Esta tácticas explica que, a principios de octubre, Kiliçdaroglu anunciara la presentación de un borrador de ley para garantizar la libertad de las funcionarias turcas a llevar velo en el puesto de trabajo. Fue un gesto sonado porque fue justamente décadas de veto laico radical del CHP, a la presencia de chicas con velo en el funcionariado y la universidad, lo que Erdogan ha usado repetidamente de argumento estrella para solidificar su base de apoyo frente a su principal rival. 

Con todo, Sinan Ülgen responde escéptico ante la pregunta de si estos movimientos de Erdogan pueden granjearle la popularidad requerida para desmarcarse de la oposición en este momento. “El nacionalismo no va a ser el factor determinante porque no proporciona una gran diferencia de actitudes entre la oposición y el Gobierno.
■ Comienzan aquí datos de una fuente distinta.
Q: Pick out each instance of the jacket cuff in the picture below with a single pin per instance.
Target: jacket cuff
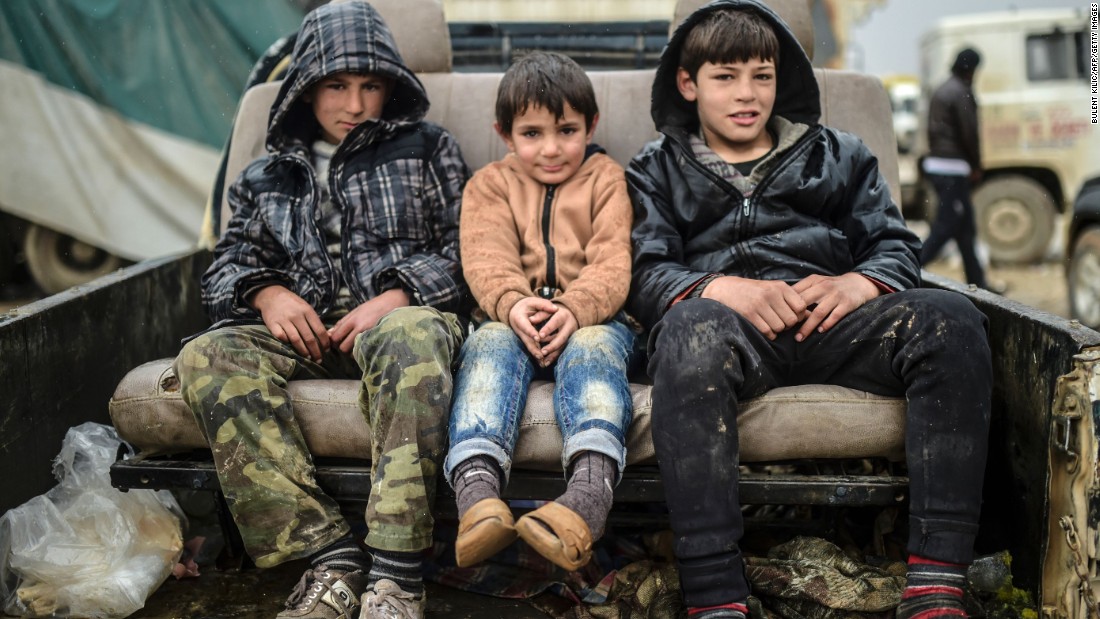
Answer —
(505, 304)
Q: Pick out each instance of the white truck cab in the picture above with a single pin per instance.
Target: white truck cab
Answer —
(1037, 143)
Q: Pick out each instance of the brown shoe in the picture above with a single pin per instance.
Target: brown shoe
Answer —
(325, 594)
(559, 534)
(484, 530)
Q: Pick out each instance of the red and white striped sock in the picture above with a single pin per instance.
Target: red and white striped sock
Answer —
(933, 589)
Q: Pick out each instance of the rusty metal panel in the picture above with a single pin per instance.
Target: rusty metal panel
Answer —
(1032, 350)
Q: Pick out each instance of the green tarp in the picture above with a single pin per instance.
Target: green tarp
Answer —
(176, 65)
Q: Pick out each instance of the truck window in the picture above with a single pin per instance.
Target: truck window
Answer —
(1056, 55)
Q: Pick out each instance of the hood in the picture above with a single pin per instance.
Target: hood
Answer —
(341, 36)
(796, 98)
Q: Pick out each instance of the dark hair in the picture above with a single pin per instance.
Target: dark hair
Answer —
(546, 79)
(966, 62)
(728, 36)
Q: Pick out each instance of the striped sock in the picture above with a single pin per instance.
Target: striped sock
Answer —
(590, 490)
(723, 611)
(933, 589)
(402, 567)
(342, 554)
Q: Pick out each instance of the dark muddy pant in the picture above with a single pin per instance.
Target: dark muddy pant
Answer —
(955, 220)
(234, 379)
(927, 345)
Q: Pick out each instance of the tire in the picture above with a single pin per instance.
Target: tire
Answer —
(1084, 278)
(1015, 218)
(58, 262)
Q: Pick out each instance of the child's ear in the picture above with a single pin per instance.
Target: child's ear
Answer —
(592, 128)
(685, 85)
(505, 135)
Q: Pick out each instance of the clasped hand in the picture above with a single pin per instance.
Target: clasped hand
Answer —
(543, 327)
(292, 320)
(817, 302)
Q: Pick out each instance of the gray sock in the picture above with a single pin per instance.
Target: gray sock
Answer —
(476, 478)
(590, 490)
(343, 554)
(406, 568)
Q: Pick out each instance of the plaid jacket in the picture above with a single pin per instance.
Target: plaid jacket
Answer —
(398, 181)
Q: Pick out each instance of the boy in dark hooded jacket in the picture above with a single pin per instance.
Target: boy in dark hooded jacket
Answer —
(768, 253)
(340, 261)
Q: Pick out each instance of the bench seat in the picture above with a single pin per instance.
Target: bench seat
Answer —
(816, 421)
Sin embargo”, advierte, “el nacionalismo puede servir para convencer a los indecisos para ir a votar. Es un factor de movilización, y por eso el nacionalismo es importante”.

El promedio de indecisos en un cara a cara entre Erdogan y los tres mejor situados para confrontarlo ronda el 25%. “Algunos son quienes no irán a votar y otros son indecisos reales. Por lo tanto, enfatizar discursos que tienen que ver con el nacionalismo o la religión está diseñado para movilizar al electorado y atraer a la mayor porción de indecisos. En este contexto, la oposición ha sacado una munición política tan efectiva en un entorno nacionalista como peligrosa por sus efectos: el discurso antiinmigración. 

En un momento en que la economía flaquea, desde diversos estamentos opositores, en especial desde el CHP e IYI, se ha señalado a los 3,5 millones de sirios registrados en Turquía como parte del problema. Una de las propuestas estrella expresadas por Kiliçdaroglu es hacer las paces con el Gobierno sirio y devolver al país, en un plazo de tres años, a todas las víctimas de la guerra, algunas de ellas asentadas desde hace una década y con hijos nacidos en suelo turco.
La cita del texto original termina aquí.